The last one being another case of, “Uh-oh, need to rewrite this as something isn’t so ambiguous.” Another case of that:

Ok, ok, I don’t know why I didn’t have two starting x’s and then divide them, but isn’t it just beautiful how it works out this way? So I went some more down that path:

Then I thought of other problems that cause students anguish, and immediately thought of the difference between 2sin(x) and sin(2x):

After this, my brain was pretty much done for the day. Or at least, I thought it was. Then I had a shower thought (where all problems are solved): hey, wonder if I could tie it to graphing transformations?

GAH!!!!! So you go through all the steps, then find your parent function, in this case absolute value. You have to use inverses to get to x (minus three, or in this case three to the left) and OH I SHOULD HAVE PUT = Y AT THE VERY END BECAUSE THEN YOU TRAVEL “FORWARD” (stretch 2, down 4) FROM THE PARENT FUNCTION TO GET TO Y.

Another one? ANOTHER ONE!

I don’t know why you would want it, but if you did want all of these examples in one pdf, here you go. Now there are some drawbacks as I’ve mentioned: things need to be simplified first, somethings get a little wonky, how will this work for trickier equations; but I think Kayne sums it up pretty nicely:

Would love any thoughts/opinions/comments/suggestions/epiphanies!

## Carl

July 6, 2015 at 8:30 am

This totally made my day. Then I felt really sad.

When I thought ninth grade I remember telling kids to stop using this picture method that they love because in order to do more sophisticated math they’ll need to learn the “stack” method, as if this picture method only works for two step equations. Now I know that this method could be used as a way to help all kids really understand the fundamental rules of math. Awesome!

## Meg Craig

July 6, 2015 at 8:46 am

I’m guilty of making them do “big people” math, too, when “common sense” math would work just as well. Now you can tell the kids that they were right, and they’ll love to hear that!

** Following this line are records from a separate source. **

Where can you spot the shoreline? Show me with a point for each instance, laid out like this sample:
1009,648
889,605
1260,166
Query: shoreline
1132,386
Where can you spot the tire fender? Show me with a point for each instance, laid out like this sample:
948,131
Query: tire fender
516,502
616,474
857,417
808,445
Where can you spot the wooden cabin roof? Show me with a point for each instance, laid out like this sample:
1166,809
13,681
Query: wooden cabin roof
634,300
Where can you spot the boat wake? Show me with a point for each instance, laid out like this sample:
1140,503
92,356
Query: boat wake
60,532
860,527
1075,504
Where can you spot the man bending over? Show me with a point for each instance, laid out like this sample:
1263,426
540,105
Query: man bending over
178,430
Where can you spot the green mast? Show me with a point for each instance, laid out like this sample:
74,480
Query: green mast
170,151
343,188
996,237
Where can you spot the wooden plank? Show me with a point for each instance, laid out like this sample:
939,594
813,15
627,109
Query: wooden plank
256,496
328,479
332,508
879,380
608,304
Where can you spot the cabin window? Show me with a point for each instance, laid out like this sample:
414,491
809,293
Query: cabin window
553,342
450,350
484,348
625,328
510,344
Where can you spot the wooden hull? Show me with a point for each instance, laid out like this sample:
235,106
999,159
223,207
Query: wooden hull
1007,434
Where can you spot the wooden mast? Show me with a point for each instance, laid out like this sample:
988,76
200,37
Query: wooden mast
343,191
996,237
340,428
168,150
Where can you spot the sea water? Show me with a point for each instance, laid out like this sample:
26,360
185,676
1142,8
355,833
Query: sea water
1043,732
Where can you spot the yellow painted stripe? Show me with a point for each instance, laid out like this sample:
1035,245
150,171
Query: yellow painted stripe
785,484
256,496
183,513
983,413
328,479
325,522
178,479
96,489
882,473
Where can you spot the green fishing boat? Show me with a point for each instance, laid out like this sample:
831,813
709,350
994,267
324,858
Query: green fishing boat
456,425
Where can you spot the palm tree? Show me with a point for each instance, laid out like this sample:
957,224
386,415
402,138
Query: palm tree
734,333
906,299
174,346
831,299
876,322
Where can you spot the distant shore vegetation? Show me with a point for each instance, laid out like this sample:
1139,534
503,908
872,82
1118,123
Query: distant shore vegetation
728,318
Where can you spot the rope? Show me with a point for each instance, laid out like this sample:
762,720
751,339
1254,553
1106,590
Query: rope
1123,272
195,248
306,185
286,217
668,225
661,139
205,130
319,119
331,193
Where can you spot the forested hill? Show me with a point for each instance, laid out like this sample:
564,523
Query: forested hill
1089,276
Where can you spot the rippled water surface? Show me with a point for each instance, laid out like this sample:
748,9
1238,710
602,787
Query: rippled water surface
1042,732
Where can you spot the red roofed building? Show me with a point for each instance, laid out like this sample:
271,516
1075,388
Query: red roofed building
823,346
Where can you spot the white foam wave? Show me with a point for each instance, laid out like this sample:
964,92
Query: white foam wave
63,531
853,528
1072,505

## The Flowchart Method: Learn It, Love it, Log it. – Insert Clever Math Pun Here

March 31, 2016 at 1:42 pm

[…] readers of my blog may remember my ramblings of the “flowchart method” last summer (and my use of it at the start of the year in Algebra II). After not focusing on […]

## Jennifer Kelly

April 21, 2017 at 7:06 am

Thank you for posting this. I found this post over the summer and used this method for solving equations with variables on one side and for finding inverses. My students are in a class called algebraic reasoning, which is a bridge course between algebra 1 and algebra 2. They have been extremely successful using this method.

## Meg Craig

May 8, 2017 at 8:33 pm

Awesome!! I am so glad this helped your students be successful and I’m so glad you let me know!